Member of the West Virginia House of Delegates from the 10th district
- In office January 4, 2001 – January 4, 2015
- Preceded by: Rick Modesitt

Personal details
- Born: July 19, 1967 (age 59) Parkersburg, West Virginia, U.S.
- Party: Republican
- Alma mater: Wheeling Jesuit University West Virginia University College of Law
- Profession: Attorney

= John Ellem =

American politician (born 1967)

John Naif Ellem (born July 19, 1967) is an American politician who was a Republican member of the West Virginia House of Delegates representing District 10 since his January 4, 2001 appointment to fill the vacancy caused by the resignation of Representative Rick Modesitt.

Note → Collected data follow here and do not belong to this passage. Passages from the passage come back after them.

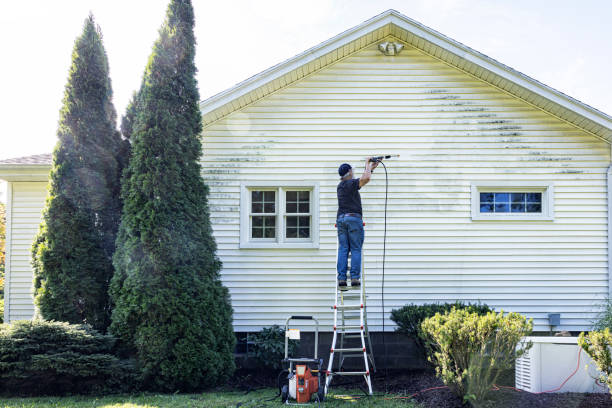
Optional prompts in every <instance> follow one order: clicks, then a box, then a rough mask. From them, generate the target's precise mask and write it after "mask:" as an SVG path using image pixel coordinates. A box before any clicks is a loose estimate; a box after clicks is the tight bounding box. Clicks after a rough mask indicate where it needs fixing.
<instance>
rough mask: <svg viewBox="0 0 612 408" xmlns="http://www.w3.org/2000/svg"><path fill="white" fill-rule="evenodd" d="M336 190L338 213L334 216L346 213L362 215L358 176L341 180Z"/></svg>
mask: <svg viewBox="0 0 612 408" xmlns="http://www.w3.org/2000/svg"><path fill="white" fill-rule="evenodd" d="M336 191H337V192H338V213H337V214H336V217H339V216H340V215H342V214H346V213H356V214H359V215H362V211H361V196H360V195H359V179H358V178H357V179H351V180H343V181H341V182H340V183H339V184H338V188H337V189H336Z"/></svg>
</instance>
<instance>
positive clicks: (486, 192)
mask: <svg viewBox="0 0 612 408" xmlns="http://www.w3.org/2000/svg"><path fill="white" fill-rule="evenodd" d="M480 193H542V212H541V213H511V212H510V213H481V212H480ZM554 200H555V186H554V184H553V183H552V182H529V181H525V182H523V181H515V182H503V181H502V182H490V181H475V182H472V184H471V201H472V220H473V221H554V219H555V213H554V208H555V205H554Z"/></svg>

In 2014, Ellem announced that he would not be running for re-election.

==Education==
Ellem earned his BS from Wheeling Jesuit University and his JD from the West Virginia University College of Law.

==Elections==
- 2012 Ellem placed first in the three-way May 8, 2012 Republican Primary with 3,379 votes (35.7%), and placed second in the four-way three-position November 6, 2012 General election with 12,801 votes (26.7%) behind incumbent Republican Representative Tom Azinger and ahead of incumbent Democratic Representative Daniel Poling and Republican perennial candidate Frederick Gillespie, who had run for the seat in 2000, 2002, 2004, 2006, 2008, and 2010.
- 2002 Ellem placed in the five-way 2002 Republican Primary, and was elected in the six-way three-position November 5, 2002 General election alongside fellow incumbent Representatives J. D. Beane (D) and Tom Azinger (R).
- 2004 Ellem placed in the five-way 2004 Republican Primary and was re-elected in the six-way three-position November 2, 2004 General election with incumbents Beane (D) and Azinger (R).
- 2006 Ellem placed in the four-way 2006 Republican Primary and was re-elected in the six-way three-position November 7, 2006 General election incumbents Beane (D) and Azinger (R).
- 2008 When Representative Beane left the Legislature and appointed Representative Daniel Poling (D) ran for re-election, Ellem placed second in the seven-way May 13, 2008 Republican Primary with 2,969 votes (22.8%), and placed second in the six-way three-position November 4, 2008 General election with 11,003 votes (19.1%) behind Representative Azinger (R) and ahead of incumbent Representative Daniel Poling (D).
- 2010 Ellem placed second in the eight-way May 11, 2010 Republican Primary with 2,558 votes (20.9%), and placed first in the four-way three-position November 2, 2010 General election with 10,307 votes (28.1%) ahead of incumbents Azinger (R) and Poling (D) and Republican nominee Frederick Gillespie.